Praia e Quelimane integram Programa de Ação para Cidades Verdes na África 
BR

24 junho 2021

Além de ambas as cidades de língua portuguesa, cartas de intenção foram assinadas também em Nairóbi, Antananarivo e Kigali; meta é tornarr as capitais mais integradas nos sistemas agroalimentares. 

A Organização das Nações Unidas para Alimentação e Agricultura, FAO, lançou o Programa de Ação Regional para Cidades Verdes na África. 

Duas cidades de língua portuguesa: Cidade da Praia, em Cabo Verde, e Quelimane em Moçambique participaram da cerimônia de assinatura de uma carta de intenção. 

Vida melhor 

O objetivo é levar soluções inovadoras para as capitais e fazer da rápida urbanização uma chance de construir cidades mais resilientes, mais sustentáveis e com acesso a alimentos saudáveis.  

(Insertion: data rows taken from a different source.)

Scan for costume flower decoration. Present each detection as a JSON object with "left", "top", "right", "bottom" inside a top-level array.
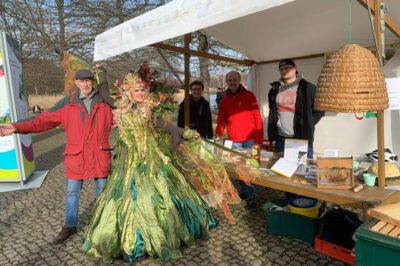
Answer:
[{"left": 122, "top": 73, "right": 145, "bottom": 91}]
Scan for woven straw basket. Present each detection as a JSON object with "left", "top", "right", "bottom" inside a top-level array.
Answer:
[{"left": 314, "top": 44, "right": 388, "bottom": 113}]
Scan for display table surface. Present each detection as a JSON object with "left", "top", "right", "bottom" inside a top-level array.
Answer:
[{"left": 247, "top": 172, "right": 400, "bottom": 219}]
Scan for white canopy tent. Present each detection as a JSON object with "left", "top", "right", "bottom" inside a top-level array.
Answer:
[{"left": 94, "top": 0, "right": 400, "bottom": 160}]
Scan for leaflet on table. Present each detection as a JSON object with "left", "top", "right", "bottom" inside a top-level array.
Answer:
[
  {"left": 283, "top": 139, "right": 308, "bottom": 164},
  {"left": 271, "top": 158, "right": 299, "bottom": 178}
]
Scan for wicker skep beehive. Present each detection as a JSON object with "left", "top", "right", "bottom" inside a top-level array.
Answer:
[{"left": 314, "top": 44, "right": 388, "bottom": 113}]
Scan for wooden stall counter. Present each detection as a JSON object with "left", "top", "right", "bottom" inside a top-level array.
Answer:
[{"left": 247, "top": 171, "right": 400, "bottom": 220}]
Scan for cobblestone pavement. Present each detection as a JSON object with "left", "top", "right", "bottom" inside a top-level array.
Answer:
[{"left": 0, "top": 130, "right": 343, "bottom": 266}]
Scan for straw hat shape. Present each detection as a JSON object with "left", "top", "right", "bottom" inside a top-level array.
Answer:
[{"left": 314, "top": 44, "right": 388, "bottom": 113}]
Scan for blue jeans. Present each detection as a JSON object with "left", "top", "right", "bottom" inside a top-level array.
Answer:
[
  {"left": 232, "top": 140, "right": 256, "bottom": 200},
  {"left": 64, "top": 178, "right": 107, "bottom": 227},
  {"left": 275, "top": 136, "right": 314, "bottom": 159}
]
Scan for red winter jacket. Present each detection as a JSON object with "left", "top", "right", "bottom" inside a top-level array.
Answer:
[
  {"left": 216, "top": 85, "right": 263, "bottom": 143},
  {"left": 13, "top": 92, "right": 113, "bottom": 179}
]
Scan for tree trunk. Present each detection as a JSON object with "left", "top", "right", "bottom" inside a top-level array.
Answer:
[
  {"left": 56, "top": 0, "right": 67, "bottom": 62},
  {"left": 197, "top": 32, "right": 210, "bottom": 96}
]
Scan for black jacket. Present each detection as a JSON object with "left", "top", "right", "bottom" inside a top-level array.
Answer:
[
  {"left": 178, "top": 95, "right": 214, "bottom": 139},
  {"left": 268, "top": 79, "right": 324, "bottom": 142}
]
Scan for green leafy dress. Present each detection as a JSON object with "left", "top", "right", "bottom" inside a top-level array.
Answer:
[{"left": 83, "top": 110, "right": 218, "bottom": 263}]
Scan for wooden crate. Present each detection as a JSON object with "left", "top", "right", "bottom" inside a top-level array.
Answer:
[{"left": 368, "top": 202, "right": 400, "bottom": 227}]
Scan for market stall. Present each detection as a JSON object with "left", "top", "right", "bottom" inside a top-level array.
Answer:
[{"left": 94, "top": 0, "right": 400, "bottom": 264}]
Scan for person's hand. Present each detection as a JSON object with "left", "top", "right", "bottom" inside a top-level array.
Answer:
[{"left": 0, "top": 124, "right": 17, "bottom": 137}]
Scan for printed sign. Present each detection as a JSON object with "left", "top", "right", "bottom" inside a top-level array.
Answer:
[{"left": 0, "top": 32, "right": 35, "bottom": 182}]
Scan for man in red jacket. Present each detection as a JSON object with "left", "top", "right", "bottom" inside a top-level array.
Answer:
[
  {"left": 216, "top": 71, "right": 263, "bottom": 206},
  {"left": 0, "top": 69, "right": 113, "bottom": 244}
]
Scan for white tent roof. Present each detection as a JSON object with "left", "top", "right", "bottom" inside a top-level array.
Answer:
[{"left": 94, "top": 0, "right": 400, "bottom": 61}]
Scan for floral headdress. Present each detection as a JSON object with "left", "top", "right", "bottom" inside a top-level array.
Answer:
[{"left": 119, "top": 73, "right": 145, "bottom": 91}]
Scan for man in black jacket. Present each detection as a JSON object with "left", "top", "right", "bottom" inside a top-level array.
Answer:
[
  {"left": 178, "top": 80, "right": 214, "bottom": 139},
  {"left": 268, "top": 59, "right": 324, "bottom": 158}
]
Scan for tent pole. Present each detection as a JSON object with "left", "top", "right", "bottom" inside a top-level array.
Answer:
[
  {"left": 184, "top": 33, "right": 192, "bottom": 128},
  {"left": 374, "top": 0, "right": 385, "bottom": 187}
]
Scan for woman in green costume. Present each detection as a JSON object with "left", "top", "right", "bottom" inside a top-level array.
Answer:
[{"left": 83, "top": 74, "right": 218, "bottom": 263}]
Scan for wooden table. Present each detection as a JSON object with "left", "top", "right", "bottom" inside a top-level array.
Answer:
[{"left": 247, "top": 172, "right": 400, "bottom": 220}]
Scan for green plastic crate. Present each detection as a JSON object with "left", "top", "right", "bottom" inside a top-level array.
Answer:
[
  {"left": 356, "top": 219, "right": 400, "bottom": 266},
  {"left": 263, "top": 199, "right": 320, "bottom": 245}
]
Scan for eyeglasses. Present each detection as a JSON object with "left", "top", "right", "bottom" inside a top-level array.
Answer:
[{"left": 279, "top": 66, "right": 294, "bottom": 71}]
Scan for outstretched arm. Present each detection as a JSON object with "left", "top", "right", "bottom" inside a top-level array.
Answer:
[{"left": 0, "top": 124, "right": 17, "bottom": 137}]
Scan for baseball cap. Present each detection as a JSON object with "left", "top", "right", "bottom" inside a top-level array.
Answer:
[{"left": 75, "top": 68, "right": 94, "bottom": 79}]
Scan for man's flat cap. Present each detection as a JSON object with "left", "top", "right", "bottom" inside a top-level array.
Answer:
[
  {"left": 278, "top": 58, "right": 296, "bottom": 69},
  {"left": 75, "top": 68, "right": 94, "bottom": 80}
]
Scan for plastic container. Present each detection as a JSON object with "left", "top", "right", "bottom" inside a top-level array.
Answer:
[
  {"left": 288, "top": 196, "right": 319, "bottom": 218},
  {"left": 363, "top": 173, "right": 376, "bottom": 187},
  {"left": 356, "top": 219, "right": 400, "bottom": 266},
  {"left": 263, "top": 200, "right": 320, "bottom": 245},
  {"left": 314, "top": 235, "right": 356, "bottom": 265}
]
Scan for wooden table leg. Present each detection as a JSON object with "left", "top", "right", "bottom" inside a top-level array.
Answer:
[{"left": 361, "top": 202, "right": 373, "bottom": 222}]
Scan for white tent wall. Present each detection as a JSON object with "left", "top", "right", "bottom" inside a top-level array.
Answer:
[{"left": 249, "top": 57, "right": 400, "bottom": 156}]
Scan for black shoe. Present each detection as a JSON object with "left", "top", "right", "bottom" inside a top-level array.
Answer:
[
  {"left": 246, "top": 199, "right": 257, "bottom": 209},
  {"left": 53, "top": 226, "right": 77, "bottom": 244}
]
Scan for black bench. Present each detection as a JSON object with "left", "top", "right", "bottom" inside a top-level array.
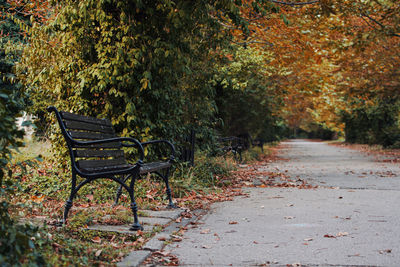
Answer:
[
  {"left": 47, "top": 107, "right": 175, "bottom": 231},
  {"left": 252, "top": 138, "right": 265, "bottom": 153},
  {"left": 217, "top": 136, "right": 243, "bottom": 162}
]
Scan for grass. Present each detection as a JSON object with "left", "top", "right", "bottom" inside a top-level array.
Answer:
[
  {"left": 11, "top": 139, "right": 52, "bottom": 164},
  {"left": 3, "top": 140, "right": 268, "bottom": 266}
]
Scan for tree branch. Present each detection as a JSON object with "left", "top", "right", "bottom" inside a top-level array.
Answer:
[{"left": 361, "top": 12, "right": 400, "bottom": 37}]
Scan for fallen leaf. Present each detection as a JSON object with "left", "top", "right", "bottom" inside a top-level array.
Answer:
[
  {"left": 200, "top": 229, "right": 210, "bottom": 234},
  {"left": 92, "top": 239, "right": 101, "bottom": 244},
  {"left": 214, "top": 233, "right": 221, "bottom": 241},
  {"left": 336, "top": 232, "right": 349, "bottom": 237},
  {"left": 94, "top": 249, "right": 103, "bottom": 257},
  {"left": 379, "top": 249, "right": 392, "bottom": 254},
  {"left": 324, "top": 234, "right": 336, "bottom": 238}
]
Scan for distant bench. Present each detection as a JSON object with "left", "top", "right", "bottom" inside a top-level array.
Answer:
[
  {"left": 252, "top": 138, "right": 265, "bottom": 152},
  {"left": 217, "top": 136, "right": 243, "bottom": 162},
  {"left": 47, "top": 107, "right": 175, "bottom": 231}
]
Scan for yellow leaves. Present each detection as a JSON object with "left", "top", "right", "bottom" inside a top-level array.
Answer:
[{"left": 30, "top": 195, "right": 45, "bottom": 204}]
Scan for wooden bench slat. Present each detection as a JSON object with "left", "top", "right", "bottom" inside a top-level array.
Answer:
[
  {"left": 60, "top": 111, "right": 112, "bottom": 127},
  {"left": 64, "top": 120, "right": 114, "bottom": 134},
  {"left": 74, "top": 149, "right": 124, "bottom": 158},
  {"left": 80, "top": 164, "right": 133, "bottom": 174},
  {"left": 69, "top": 131, "right": 115, "bottom": 140},
  {"left": 73, "top": 142, "right": 122, "bottom": 149},
  {"left": 76, "top": 158, "right": 128, "bottom": 172},
  {"left": 140, "top": 162, "right": 171, "bottom": 174}
]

Diretora-geral adjunta da FAO, Maria Helena Semedo. Agência quer que autoridades envolvam os moradores das cidades no projeto
FAO/Roberto Cenciarelli
Diretora-geral adjunta da FAO, Maria Helena Semedo. Agência quer que autoridades envolvam os moradores das cidades no projeto

 

Os centros urbanos também devem oferecer uma vida melhor para todos. 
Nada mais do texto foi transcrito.